Put away any preconceived ideas that bonsai is too hard to learn, too costly or too time-consuming. It's none of these. In fact, it's fun, relaxing and beautiful. Remember that bonsai is an art form - one that uses living plants as its raw material.
Overall, bonsai trees are quite personalized and there are no strict rules to abide by if you undertake it merely as a hobby which to gain enjoyment out of. It does not have to be an expensive commitment, but it is a commitment that requires a great amount of time, patience, skill and endurance.
Although things may not always go to plan, don't give up. Remember that the Japanese bonsai masters were once beginners too and they have surely had their share of trial and error.
Though the art of bonsai can be very daunting to newcomers when they first start out, in reality it is as simple as you make it. There are many species and varieties of trees available to grow; many new techniques that can be learned to improve bonsai appearance and a seemingly unfathomable quantity of do's and don'ts. The most important aspect as a beginner is to learn how to simply maintain the shape of your tree and keep it alive.
Learn to look after your first tree successfully and your confidence grows enough to widen your horizons and successfully learn more advanced techniques such as reselling and creating bonsai. But don't run before you walk. The first fundamental rules to learn when embarking on this art is that you are dealing with something living and ever-changing; the basic rules of horticulture need be learned before you can successfully maintain your tree.
There are many bonsai techniques available for the bonsai enthusiast to use to reach the ultimate goal of a beautiful tree. Confusingly, information available on the many bonsai websites and books can often be contradictory. It should be understood that for every objective such as repotting, pruning or styling there are a 100 different techniques or viewpoints.
Some are based on horticultural fact, some are based on horticultural myth and some are based on horticultural luck! In fact many of these techniques will work to one degree or another. Unfortunately though not killing your tree, some advice and/or techniques can result in diminished vigor as your trees cope under stress. Sound advice based on simple horticultural fact can only improve the health, appearance and vigor of your tree. It is for you to learn which techniques work for you and your tree in your given situation.

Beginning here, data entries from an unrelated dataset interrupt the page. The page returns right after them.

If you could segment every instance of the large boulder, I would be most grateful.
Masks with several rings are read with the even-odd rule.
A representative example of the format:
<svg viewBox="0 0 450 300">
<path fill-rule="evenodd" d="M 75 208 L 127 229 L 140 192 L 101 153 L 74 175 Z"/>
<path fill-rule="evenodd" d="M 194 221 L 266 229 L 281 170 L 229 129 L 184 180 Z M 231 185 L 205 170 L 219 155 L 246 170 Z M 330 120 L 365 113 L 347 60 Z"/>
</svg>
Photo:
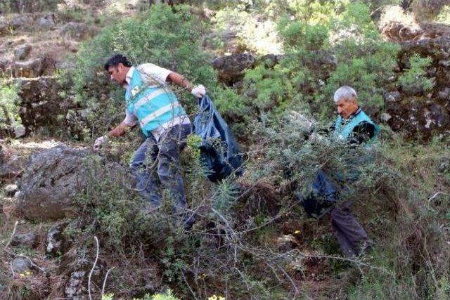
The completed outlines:
<svg viewBox="0 0 450 300">
<path fill-rule="evenodd" d="M 101 167 L 98 167 L 100 164 Z M 95 169 L 95 178 L 91 171 Z M 77 200 L 93 180 L 109 177 L 117 184 L 128 176 L 127 169 L 108 163 L 84 150 L 57 146 L 32 155 L 19 181 L 20 207 L 31 220 L 57 220 L 77 214 Z"/>
<path fill-rule="evenodd" d="M 386 120 L 391 128 L 405 136 L 429 140 L 432 135 L 450 130 L 450 107 L 437 99 L 406 96 L 397 102 L 387 102 Z"/>
<path fill-rule="evenodd" d="M 63 98 L 60 86 L 55 77 L 41 77 L 22 79 L 19 96 L 22 98 L 20 110 L 26 133 L 38 128 L 61 126 L 58 115 L 65 115 L 69 107 L 75 106 L 70 99 Z"/>
<path fill-rule="evenodd" d="M 218 70 L 219 79 L 228 85 L 242 79 L 245 70 L 253 67 L 255 57 L 251 53 L 231 54 L 220 56 L 212 61 L 212 67 Z"/>
<path fill-rule="evenodd" d="M 39 57 L 25 61 L 16 61 L 13 72 L 16 77 L 37 77 L 42 75 L 45 68 L 45 58 Z"/>
<path fill-rule="evenodd" d="M 33 18 L 27 15 L 18 15 L 11 19 L 9 25 L 13 30 L 31 27 L 33 25 Z"/>
<path fill-rule="evenodd" d="M 31 52 L 31 45 L 28 44 L 21 45 L 14 49 L 14 58 L 15 60 L 24 60 L 28 56 L 30 52 Z"/>
</svg>

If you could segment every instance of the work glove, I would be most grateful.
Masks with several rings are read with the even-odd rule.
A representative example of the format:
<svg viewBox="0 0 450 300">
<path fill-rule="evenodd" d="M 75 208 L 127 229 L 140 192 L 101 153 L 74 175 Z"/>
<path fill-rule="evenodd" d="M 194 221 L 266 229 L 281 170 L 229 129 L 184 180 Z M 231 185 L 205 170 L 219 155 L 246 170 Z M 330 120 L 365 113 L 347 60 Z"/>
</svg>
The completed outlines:
<svg viewBox="0 0 450 300">
<path fill-rule="evenodd" d="M 191 93 L 195 96 L 195 98 L 202 98 L 206 93 L 206 89 L 205 86 L 200 84 L 197 86 L 195 86 L 192 91 L 191 91 Z"/>
<path fill-rule="evenodd" d="M 101 136 L 98 138 L 96 141 L 94 143 L 94 150 L 98 151 L 101 148 L 101 145 L 105 143 L 107 143 L 109 141 L 109 138 L 106 136 Z"/>
</svg>

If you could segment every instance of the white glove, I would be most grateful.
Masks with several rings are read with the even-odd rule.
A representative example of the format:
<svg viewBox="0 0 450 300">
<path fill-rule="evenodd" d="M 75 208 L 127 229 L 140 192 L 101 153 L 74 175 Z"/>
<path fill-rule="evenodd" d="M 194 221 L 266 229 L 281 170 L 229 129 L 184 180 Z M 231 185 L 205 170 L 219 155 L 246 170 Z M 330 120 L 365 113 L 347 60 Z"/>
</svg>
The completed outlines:
<svg viewBox="0 0 450 300">
<path fill-rule="evenodd" d="M 98 151 L 101 148 L 101 145 L 105 143 L 108 142 L 109 138 L 106 136 L 101 136 L 98 138 L 96 141 L 94 143 L 94 150 Z"/>
<path fill-rule="evenodd" d="M 200 84 L 197 86 L 195 86 L 192 91 L 191 91 L 191 93 L 195 96 L 195 98 L 202 98 L 206 93 L 206 89 L 205 86 Z"/>
</svg>

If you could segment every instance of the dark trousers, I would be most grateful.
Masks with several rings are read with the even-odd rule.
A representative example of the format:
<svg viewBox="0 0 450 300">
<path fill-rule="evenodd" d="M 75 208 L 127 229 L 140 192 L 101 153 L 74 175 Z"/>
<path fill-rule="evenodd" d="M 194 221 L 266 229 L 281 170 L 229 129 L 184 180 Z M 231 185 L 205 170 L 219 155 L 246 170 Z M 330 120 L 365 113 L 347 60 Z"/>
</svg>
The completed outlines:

Just don’t get in a hurry. They say that Rome wasn’t built in a day. Bonsai aren’t grown in a short time either. Bonsai certainly takes time, but the rewards are great. Once it grows and is shaped to your liking, you will have formed something that is all your own. It will be something to be proud of – something to display – something to take credit for.
In the movie “The Karate Kid”, Mr. Miyagi would tell Daniel that he should have patience while learning the fine points of karate. Miyagi demonstrated this concept best with his bonsai. He spent 5 years cultivating one tree – perhaps the ultimate display of patience. As a beginning bonsai artist, this should be your cardinal rule. Be patient and let nature work the magic.

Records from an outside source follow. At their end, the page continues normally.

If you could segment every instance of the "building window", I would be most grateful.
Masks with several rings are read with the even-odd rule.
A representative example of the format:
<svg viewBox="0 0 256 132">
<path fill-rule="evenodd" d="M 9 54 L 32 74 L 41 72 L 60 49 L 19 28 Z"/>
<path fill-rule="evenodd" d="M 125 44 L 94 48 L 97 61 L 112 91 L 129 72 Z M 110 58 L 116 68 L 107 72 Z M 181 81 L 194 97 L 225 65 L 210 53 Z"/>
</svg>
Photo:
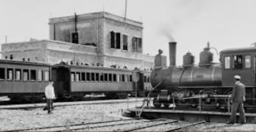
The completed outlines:
<svg viewBox="0 0 256 132">
<path fill-rule="evenodd" d="M 133 52 L 142 52 L 142 39 L 140 38 L 132 38 L 132 49 Z"/>
<path fill-rule="evenodd" d="M 250 60 L 250 55 L 247 55 L 245 57 L 245 68 L 250 68 L 251 67 L 251 60 Z"/>
<path fill-rule="evenodd" d="M 45 71 L 45 81 L 48 81 L 49 80 L 49 72 L 48 70 Z"/>
<path fill-rule="evenodd" d="M 110 47 L 120 49 L 121 47 L 121 33 L 110 31 Z"/>
<path fill-rule="evenodd" d="M 75 81 L 80 81 L 80 73 L 77 72 L 75 74 Z"/>
<path fill-rule="evenodd" d="M 128 36 L 122 35 L 122 50 L 128 51 Z"/>
<path fill-rule="evenodd" d="M 43 81 L 43 70 L 38 70 L 37 80 L 38 80 L 38 81 Z"/>
<path fill-rule="evenodd" d="M 103 81 L 103 73 L 100 73 L 100 79 L 101 81 Z"/>
<path fill-rule="evenodd" d="M 21 80 L 21 70 L 15 69 L 15 80 L 20 81 Z"/>
<path fill-rule="evenodd" d="M 28 81 L 28 70 L 23 70 L 23 80 Z"/>
<path fill-rule="evenodd" d="M 7 68 L 7 80 L 12 80 L 14 75 L 14 70 L 12 68 Z"/>
<path fill-rule="evenodd" d="M 4 68 L 0 68 L 0 80 L 4 80 L 6 78 L 5 69 Z"/>
<path fill-rule="evenodd" d="M 242 68 L 242 56 L 237 55 L 234 56 L 234 68 Z"/>
<path fill-rule="evenodd" d="M 226 56 L 224 59 L 224 67 L 225 69 L 230 68 L 230 57 Z"/>
<path fill-rule="evenodd" d="M 90 73 L 86 73 L 86 80 L 90 81 Z"/>
<path fill-rule="evenodd" d="M 95 73 L 95 81 L 99 81 L 99 73 Z"/>
<path fill-rule="evenodd" d="M 31 78 L 31 81 L 36 80 L 36 70 L 30 70 L 30 78 Z"/>
<path fill-rule="evenodd" d="M 94 73 L 92 73 L 92 80 L 91 80 L 91 81 L 95 81 L 95 74 Z"/>
<path fill-rule="evenodd" d="M 71 81 L 75 81 L 75 73 L 71 72 Z"/>
</svg>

Some people feel they are just not capable of growing a world-class bonsai. That’s alright, you don’t have to! But if you grow a bonsai tree that is beautiful to you, you can ultimately be rewarded if someone else sees the same beauty you do!
Don’t get frustrated; don’t feel you have to be held to steadfast rules. Just grow your tree, spend time crafting your masterpiece, and enjoy the results – along with everyone else!